I sit in front of the mirror in my room, and I see my mother’s face. This is the thing no one thinks about. When you look like your dead mother, you stop wanting to see yourself. It hurts to look at you. It hurts everyone to look at you.

Aunt Nora calls me Lila sometimes, by accident. She doesn’t always realize it. One time she did, and her face got so sad. Because just looking at me reminded her of Mom.

I am tired of looking like my dead mother.

I am tired of seeing her when I brush my teeth, when I walk by clean windows.

I grab a chunk of my hair, but just as I’m about to cut, I remember Mom running her fingers through this hair. Braiding it. Helping me dye strips of it in funky Venice Beach colors: blue, pink, green. Putting those pink foam curlers in it when I was little. Bows, rubber bands, scarves. Twisting it idly around her finger when we had our long talks. I haven’t cut it since before the wave. It goes all the way to the middle of my back.

The scissors fall from my hands. I scratch at my arms, the monster inside me that wants more diamonds clawing at me from the inside out.

“I hate you.”

I don’t know who I’m talking to: myself, the monster inside, or Mom, for leaving me.

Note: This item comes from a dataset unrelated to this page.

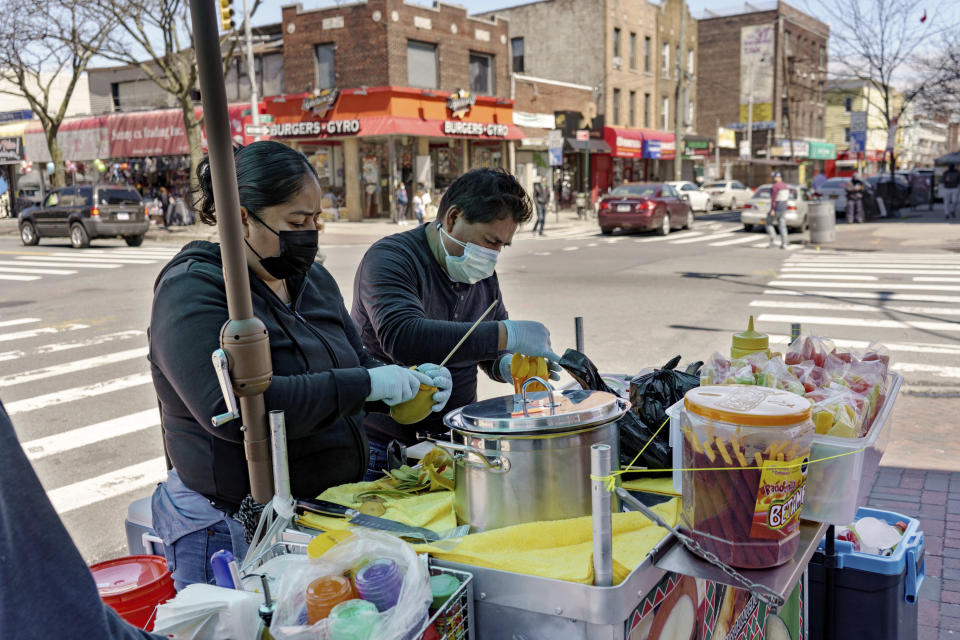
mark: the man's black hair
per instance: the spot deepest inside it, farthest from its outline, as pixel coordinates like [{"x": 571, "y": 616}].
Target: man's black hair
[{"x": 483, "y": 195}]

I pick up the scissors and I start chopping. Chopping and chopping, waves and waves of my mother’s black hair falling off my head and the tears pour out of me so fast and hard that I can’t see what I’m doing but I still keep cutting until there is no more hair to grab, there is nothing left, just little stubs. As if the wave has come by and torn me up by the roots.

When I’m done, I feel lighter.

So light I could fly away.

 

 

41

 

Mae


ISS Location: Low-Earth Orbit

Earth Date: 16 April

Earth Time (EST): 22:23

Nate lets me into the dorm room he shares with Ben, grabs a duffel bag, and says he’ll see me in the morning. He adds an exaggerated wink and hip shake because he can’t resist.

Ben won’t be back until late, it turns out. Lab, class, study group. Nate doesn’t tell him I’m here. A little surprise, like a bit of outer space in a gift bag.

I put the soup on Ben’s desk, then wander around his side of the room, which is much tidier than Nate’s. I am not surprised by the rock collection on the windowsill, or the meditation cushion. There’s a picture of us pinned to the corkboard above his desk, one Nate took when we were at Castaways. I stare at the girl in the picture, at her huge smile, at the way she looks at the boy. And I think, once again, that I am the dumbest smart person I know.

Ben has a copy of Dad’s book—Dark Diving—on his shelf, and I pull it down. It’s filled with underlining and highlighting, sticky notes. For me. He read this for me. I turn to the back, to Dad’s picture. I remember when Mom took it, how she had him lean into the sunlight just so, how she’d brushed back a lock of his hair and he’d caught her hand and kissed it.